Amending an association’s governing documents is never an easy task.  The Colorado legislature recognized this in 1992 when it capped the maximum approval requirement to 67% of the entire community.  Even with this reduction in the approval requirement, amending a declaration was problematic due to owner apathy, lack of building a consensus of the owners, and at times varying opinions of the owners in the community as to what should be in an amendment.

One of the tools associations have used to overcome some of these challenges is the Court Petition Process permitted by section 217(7) of Colorado Common Interest Ownership Act (“CCIOA”).  This section of CCIOA permits an association to petition the District Court to approve an amendment to its declaration if the association has sent at least two written notices to all owners in the community, discussed the amendment at a membership meeting at least once, and has received at least one-half of all of the consents it would otherwise need in order to approve the amendment.  While historically this approval process has been a routine process successfully utilized by associations, recent events indicate the use of the court petition process is no longer a slam dunk method to obtain approval for a declaration amendment.  This article will discuss the biggest challenges this firm has seen in the last year.

Opposition disguised as apathy

One of the intentions of the Court Petition process is to overcome true owner apathy.  However, a board of directors must be attuned to what is really going on in the community and be aware if lack of response is truly apathy or rather true opposition to the amendment.  When an association petitions the District Court, it is representing it has not received objections to the petition by more than 33% of the owners in the community.  Furthermore, the petition to the court will be “defeated” if more than 33% of the owners in a community object to the petition prior to the hearing.  Just because an association does not receive objections from 33% of the owners during the balloting process, this does not guarantee owners will not muster sufficient objections to the petition and prevent the petition from being granted.
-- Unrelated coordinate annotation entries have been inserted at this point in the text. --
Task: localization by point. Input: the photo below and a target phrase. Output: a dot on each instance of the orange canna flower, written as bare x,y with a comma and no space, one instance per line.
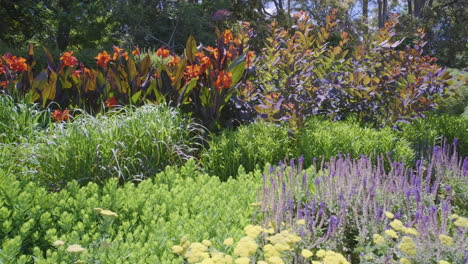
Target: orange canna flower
111,102
136,51
227,36
102,59
17,64
2,69
68,59
77,73
224,80
61,116
192,71
174,60
249,58
164,53
117,49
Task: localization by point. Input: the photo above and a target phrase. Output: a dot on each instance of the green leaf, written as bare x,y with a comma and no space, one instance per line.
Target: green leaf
237,69
136,97
50,88
191,49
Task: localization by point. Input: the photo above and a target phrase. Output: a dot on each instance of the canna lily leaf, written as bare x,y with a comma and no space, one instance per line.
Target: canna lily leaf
191,49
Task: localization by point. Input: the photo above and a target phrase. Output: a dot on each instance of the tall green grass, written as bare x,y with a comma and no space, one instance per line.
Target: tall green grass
131,145
20,121
425,132
250,146
326,139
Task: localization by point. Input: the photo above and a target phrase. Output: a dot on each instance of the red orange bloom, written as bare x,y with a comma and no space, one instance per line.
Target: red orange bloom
164,53
68,59
111,102
174,60
224,80
102,59
227,36
17,64
125,55
192,71
249,58
61,116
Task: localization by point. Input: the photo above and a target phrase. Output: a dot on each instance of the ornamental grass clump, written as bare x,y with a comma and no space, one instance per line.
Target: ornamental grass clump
259,245
342,203
130,144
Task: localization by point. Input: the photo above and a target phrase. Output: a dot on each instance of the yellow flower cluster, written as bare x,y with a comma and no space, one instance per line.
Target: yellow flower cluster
397,225
407,245
330,257
378,239
278,247
460,221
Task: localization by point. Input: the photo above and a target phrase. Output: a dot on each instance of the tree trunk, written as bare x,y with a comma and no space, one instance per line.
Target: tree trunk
380,18
410,7
63,32
365,15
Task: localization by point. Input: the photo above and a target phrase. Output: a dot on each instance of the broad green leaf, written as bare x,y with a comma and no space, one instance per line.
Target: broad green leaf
191,49
50,88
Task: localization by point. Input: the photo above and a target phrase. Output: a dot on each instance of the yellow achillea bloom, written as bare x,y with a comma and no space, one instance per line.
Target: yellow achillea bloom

Prior to making a decision to use the CCIOA section 217(7) petition process, the board must first determine if the amendment failed to obtain the requisite approval because of the content of the amendment or true owner apathy.  In other words, did the owners just not return a sufficient number of ballots because they didn’t care or didn’t want to be bothered?  During the discussion about the amendment with the community, was there overall support for the amendment or was it met with opposition by most owners?  Was there a large number of owners who objected to the amendment, but not insufficient numbers to reach the 33%?  Boards must be able to answer these questions prior to filing a court petition for approval of an amendment as this process was not created to overcome opposition, but rather address apathy in a community.  When the petition hearing is held, it should not be a surprise as to the outcome; the Association should have a very good feel as to what will happen and whether or not there will be opposition to the petition.

Following the Statute is critical

Because the Court Petition process is technical in nature and provides no discretion for the court, a judge must determine an association followed every single mandate in the statute in order to grant the petition request.  But if a judge determines all requirements of the statute were not followed, the judge is prohibited from granting the petition by statute.  Thus, following the statutory requirements is crucial for a successful petition hearing.

Section 217(7) of CCIOA provides that in order to petition the court, the association must complete the following:

(I)The association has twice sent notice of the proposed amendment to all unit owners that are entitled by the declaration to vote on the proposed amendment or are required for approval of the proposed amendment by any means allowed pursuant to the provisions regarding notice to members in sections 7-121-402 and 7-127-104, C.R.S., of the “Colorado Revised Nonprofit Corporation Act,” Articles 121 to 137 of title 7, C.R.S.;

(II)The association has discussed the proposed amendment during at least one meeting of the Association; and

(III) Unit owners of units to which are allocated more than fifty percent of the number of consents, approvals, or votes of the association that would be required to adopt the proposed amendment pursuant to the declaration have voted in favor of the proposed amendment.

To comply with the above, the actual amendment must first be provided to owners before being discussed at the membership meeting.  Although the amendment may be revised after the meeting, the proposed draft amendment must be discussed during the meeting.  Discussing the concept of the amendment or what will go into it without having an actual proposed amendment distributed to the membership will not suffice.

Furthermore, CCIOA requires a statement in the petition describing what makes the amendment necessary and advisable.  This statement should not be a generic blanket statement, but rather contain information explaining why the board proceeded with the process in the first place.  A good statement goes a long way for the judge reviewing the petition.

In conclusion, the Court Petition process is a valuable tool to assist associations with amendment of their declarations.  However, associations must strictly comply with every provision of the statute to be successful.  The petition should only be used to overcome owner apathy, not to pass an amendment opposed by the membership.